Dix mois de prison avec sursis pour une ratonnade dans les serres.
Le droit, une appréciation souveraine, une sensibilité variable aussi. Contrairement au représentant du parquet, le tribunal correctionnel d’Aix-en-Provence n’a pas cru au racisme dans l’affaire de la « ratonnade » du hameau des Baisses à Lançon-de-Provence.

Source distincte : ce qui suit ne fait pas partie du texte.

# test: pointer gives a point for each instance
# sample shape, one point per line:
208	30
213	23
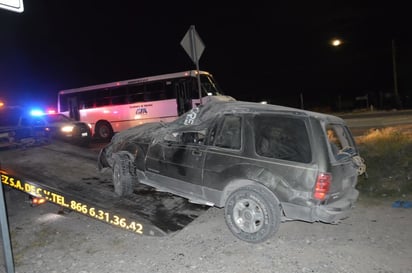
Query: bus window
136	93
104	98
154	91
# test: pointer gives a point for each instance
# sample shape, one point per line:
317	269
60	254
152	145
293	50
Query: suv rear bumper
328	213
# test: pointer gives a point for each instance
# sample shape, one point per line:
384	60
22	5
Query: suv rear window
282	137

Six jeunes lançonnais de 18 à 28 ans, défendus par Me Ludovic Depatureaux ont été reconnus coupables, hier, de violation de domicile et de violences aggravées et tous condamnés à 10 mois de prison avec sursis contre 9 mois requis dont 4 ferme par le procureur Marion Menot. Le mineur du groupe avait eu un rappel à la loi. Dans la nuit du 20 au 21 décembre 2011, le troupeau s’était lancé en cagoules, treillis et rangers, dans une expédition armée contre des jeunes ouvriers agricoles maghrébins dormant dans un misérable cabanon près des serres à salades. Les assaillants les regardaient, sans la moindre preuves, comme responsables de dégradations et vols dans le quartier.

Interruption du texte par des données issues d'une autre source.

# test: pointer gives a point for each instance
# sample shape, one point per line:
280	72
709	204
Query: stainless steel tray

Mais les juges ont écarté la circonstance d’intention raciste que le procureur avait soutenu dans ses réquisitions le 18 mars. « Cette intention raciste n’était pas votre première motivation qui était d’aller faire votre justice vous-même », a commenté, hier, le président du tribunal, Benoît Delaunay, face aux jeunes gens venus prendre condamnation.

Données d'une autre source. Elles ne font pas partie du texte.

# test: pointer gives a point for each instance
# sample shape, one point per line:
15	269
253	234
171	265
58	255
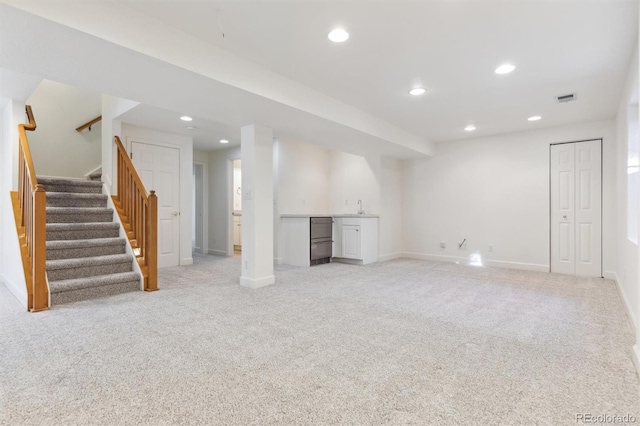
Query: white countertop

Les textos échangés entre les protagonistes étaient pourtant sans équivoque. « Tu veux venir ce soir o arabe ? », « Se soir, ratonnade ». « On a préparé des cartouches de gros sel, on va faire la battue au clando », s’était vanté l’un d’eux au bar du coin. « On en a marre de l’insécurité. On a voulu faire justice nous-mêmes. On a fait n’importe quoi. On a déconné complètement », avait reconnu l’aîné du groupe, Nicolas, un maçon de 28 ans. « Ils sont allés taper de l’arabe. Le racisme était là. Les propos, les termes sont là si les mots ont encore un sens. A croire qu’il est difficile de faire juger le racisme dans nos prétoires », réagit Me Olivier Lantelme, avocat d’une des jeunes victimes, très déçu du délibéré. Sentiment partagé par Me Clément Dalençon. Les deux avocats espèrent à présent que le parquet qui les avait entendus interjettera appel du jugement. Le tribunal a alloué 3.000 euros à deux des trois victimes frappés et 900 euros pour leurs frais.